Track a Run¶
The workflow layer is enough to describe computation, but it is not enough to preserve a research record. As soon as you care about reruns, artifacts, profile metadata, or reusable assets, you need the workspace layer.
The Persistent Hierarchy¶
MolExp stores persistent state as Workspace -> Project -> Experiment -> Run. The workspace is the root directory. The project groups related work. The experiment is the repeatable definition of one workflow plus one parameter set. The run is one concrete execution attempt under that definition.
That split is the heart of the model. An experiment is not the same thing as a run. The experiment says what should be repeatable. The run records what actually happened this time.
Binding a Workflow to an Experiment¶
import molexp as me
from molexp.workflow import Workflow
ws = me.Workspace("./lab")
project = ws.Project("qm9")
exp = project.Experiment(
"baseline",
params={"lr": 1e-3},
workflow_source="train.py",
)
spec.bind_to(exp)
set_workflow lives in molexp.workflow.bindings. It records the
Workflow in a process-local registry keyed by experiment.id so
the CLI, server routes, and agent tools can later retrieve it via
Workflow.for_experiment(experiment). The previous workspace-side
exp.set_workflow(...) method was removed when the layer direction was
rectified — workspace no longer carries any workflow-shaped types.
Workspace(...) itself is lightweight.
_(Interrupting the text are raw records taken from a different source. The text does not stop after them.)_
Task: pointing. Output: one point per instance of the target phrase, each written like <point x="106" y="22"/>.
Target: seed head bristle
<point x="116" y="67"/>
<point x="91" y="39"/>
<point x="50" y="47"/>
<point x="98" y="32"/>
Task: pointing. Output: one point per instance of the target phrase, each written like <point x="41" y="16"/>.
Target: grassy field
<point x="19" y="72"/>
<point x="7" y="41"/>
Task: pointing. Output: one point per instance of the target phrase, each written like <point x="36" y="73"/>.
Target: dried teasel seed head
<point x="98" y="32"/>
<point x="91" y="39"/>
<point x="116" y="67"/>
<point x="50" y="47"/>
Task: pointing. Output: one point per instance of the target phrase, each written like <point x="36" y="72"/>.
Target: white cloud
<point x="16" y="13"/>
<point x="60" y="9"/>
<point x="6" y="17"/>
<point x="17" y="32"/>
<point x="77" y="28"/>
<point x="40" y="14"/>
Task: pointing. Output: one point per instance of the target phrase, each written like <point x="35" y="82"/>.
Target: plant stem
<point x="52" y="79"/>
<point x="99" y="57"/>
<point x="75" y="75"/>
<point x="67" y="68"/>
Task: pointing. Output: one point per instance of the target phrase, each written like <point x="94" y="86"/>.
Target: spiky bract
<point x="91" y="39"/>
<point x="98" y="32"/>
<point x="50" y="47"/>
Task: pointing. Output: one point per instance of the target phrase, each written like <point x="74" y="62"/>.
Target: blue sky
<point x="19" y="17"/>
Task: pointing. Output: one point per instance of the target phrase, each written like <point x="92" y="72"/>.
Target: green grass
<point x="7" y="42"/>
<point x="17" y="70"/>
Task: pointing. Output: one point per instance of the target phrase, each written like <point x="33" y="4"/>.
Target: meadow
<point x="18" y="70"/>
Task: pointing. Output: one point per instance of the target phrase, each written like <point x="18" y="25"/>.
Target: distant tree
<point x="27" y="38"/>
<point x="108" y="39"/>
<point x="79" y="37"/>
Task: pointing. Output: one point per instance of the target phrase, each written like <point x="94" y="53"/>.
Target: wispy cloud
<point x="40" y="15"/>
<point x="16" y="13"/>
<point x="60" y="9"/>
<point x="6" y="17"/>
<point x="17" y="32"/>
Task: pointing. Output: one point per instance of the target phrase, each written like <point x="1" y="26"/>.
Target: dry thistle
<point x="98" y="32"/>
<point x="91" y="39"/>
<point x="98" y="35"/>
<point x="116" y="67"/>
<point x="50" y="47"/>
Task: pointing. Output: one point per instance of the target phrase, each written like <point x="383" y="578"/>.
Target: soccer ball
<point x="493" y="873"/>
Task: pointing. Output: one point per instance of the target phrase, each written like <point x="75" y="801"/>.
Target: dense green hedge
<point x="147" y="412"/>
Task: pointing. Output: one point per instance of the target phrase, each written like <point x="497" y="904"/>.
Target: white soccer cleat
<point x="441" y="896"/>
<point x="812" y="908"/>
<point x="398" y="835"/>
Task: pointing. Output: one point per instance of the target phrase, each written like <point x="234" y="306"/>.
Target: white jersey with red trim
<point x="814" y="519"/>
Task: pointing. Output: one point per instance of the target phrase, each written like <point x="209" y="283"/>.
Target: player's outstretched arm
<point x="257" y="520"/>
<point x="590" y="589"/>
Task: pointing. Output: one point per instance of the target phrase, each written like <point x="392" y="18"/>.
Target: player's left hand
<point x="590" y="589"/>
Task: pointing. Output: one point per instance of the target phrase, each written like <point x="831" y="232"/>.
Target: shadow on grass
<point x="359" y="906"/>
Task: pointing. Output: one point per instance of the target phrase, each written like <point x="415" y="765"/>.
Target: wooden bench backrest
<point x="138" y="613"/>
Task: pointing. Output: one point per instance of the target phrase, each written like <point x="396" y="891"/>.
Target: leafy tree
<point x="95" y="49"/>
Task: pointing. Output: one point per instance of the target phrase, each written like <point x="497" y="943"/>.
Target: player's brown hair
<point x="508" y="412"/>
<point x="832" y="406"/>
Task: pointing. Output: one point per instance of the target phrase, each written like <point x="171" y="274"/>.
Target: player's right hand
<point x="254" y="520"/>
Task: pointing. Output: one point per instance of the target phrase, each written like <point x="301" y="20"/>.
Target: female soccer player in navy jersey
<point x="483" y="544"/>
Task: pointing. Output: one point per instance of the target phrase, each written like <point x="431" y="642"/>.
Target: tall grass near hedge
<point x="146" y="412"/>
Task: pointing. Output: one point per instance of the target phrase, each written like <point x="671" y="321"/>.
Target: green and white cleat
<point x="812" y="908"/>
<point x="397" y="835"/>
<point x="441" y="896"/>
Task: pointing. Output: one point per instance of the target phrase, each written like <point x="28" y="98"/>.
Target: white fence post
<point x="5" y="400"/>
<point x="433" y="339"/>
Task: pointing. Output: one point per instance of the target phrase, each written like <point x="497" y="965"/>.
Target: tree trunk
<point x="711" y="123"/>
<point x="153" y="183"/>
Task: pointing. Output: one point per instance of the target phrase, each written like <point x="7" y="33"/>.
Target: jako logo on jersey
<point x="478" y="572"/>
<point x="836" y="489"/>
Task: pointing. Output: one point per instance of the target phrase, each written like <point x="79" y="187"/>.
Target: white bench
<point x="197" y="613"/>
The workspace record is materialized explicitly with ws.materialize() or implicitly when the first child object is created. In ordinary usage, calling ws.Project(...) is enough to create the real on-disk hierarchy.
Creating a Stable Run¶
When you create runs directly from Python, the safest habit is to give them explicit ids:
That explicit id makes the run directory stable and easy to reason about. If you omit the id, MolExp creates a fresh run identity. The CLI behaves differently: it derives deterministic run ids from the resolved parameters, replica index, and active profile metadata so that repeated molexp run invocations can find the same run again.
Recording Results, Artifacts, and Assets¶
Once a workflow runs under a Run, the task context gains workspace-backed helpers:
@wf.task(depends_on=["fetch"])
async def train(ctx: TaskContext) -> dict:
dataset = ctx.find_asset("training-data")
loss = 0.05
ctx.set_result("final_loss", loss)
ctx.artifact.save("metrics.json", {"loss": loss})
ctx.log("train").append(f"loss={loss}")
return {"loss": loss, "dataset": dataset.path if dataset else None}
ctx.set_result(...) stores lightweight structured values on the run record. ctx.artifact.save(...) writes a file under the run's artifact directory and registers an ArtifactAsset in the catalog. ctx.log(name) returns a bound log handle that appends lines into logs/<name>.log. ctx.find_asset(...) walks the unified asset hierarchy from run to experiment to project to workspace, which is what allows task code to ask for named resources without hard-coding one particular disk path.
If a run produces a file that should become reusable managed state, promote it into the experiment's data-asset library:
with run.start() as ctx:
ctx.run.experiment.data_assets.import_asset(
"feature-cache", "/tmp/features.parquet", action="move"
)
That is how a one-off execution output becomes a DataAsset later runs can find and reuse by name. See Unified Asset Model for the full set of kinds (artifact, log, checkpoint, error trace, execution state, data) and how they are indexed by the workspace catalog.
Why This Layer Matters¶
Without the workspace layer, a workflow run is just one process execution. With the workspace layer attached, the same run becomes a durable record with parameters, profile data, execution history, artifacts, and reusable assets. That is the point where MolExp stops being only a graph runtime and starts becoming a research execution system.
The next practical step is usually to let the CLI discover and drive that same workspace, which is what CLI and Profiles covers.
Runnable Example¶
examples/getting_started/03_tracked_run.py executes one tracked run and prints the resulting on-disk layout plus the saved run.json fields.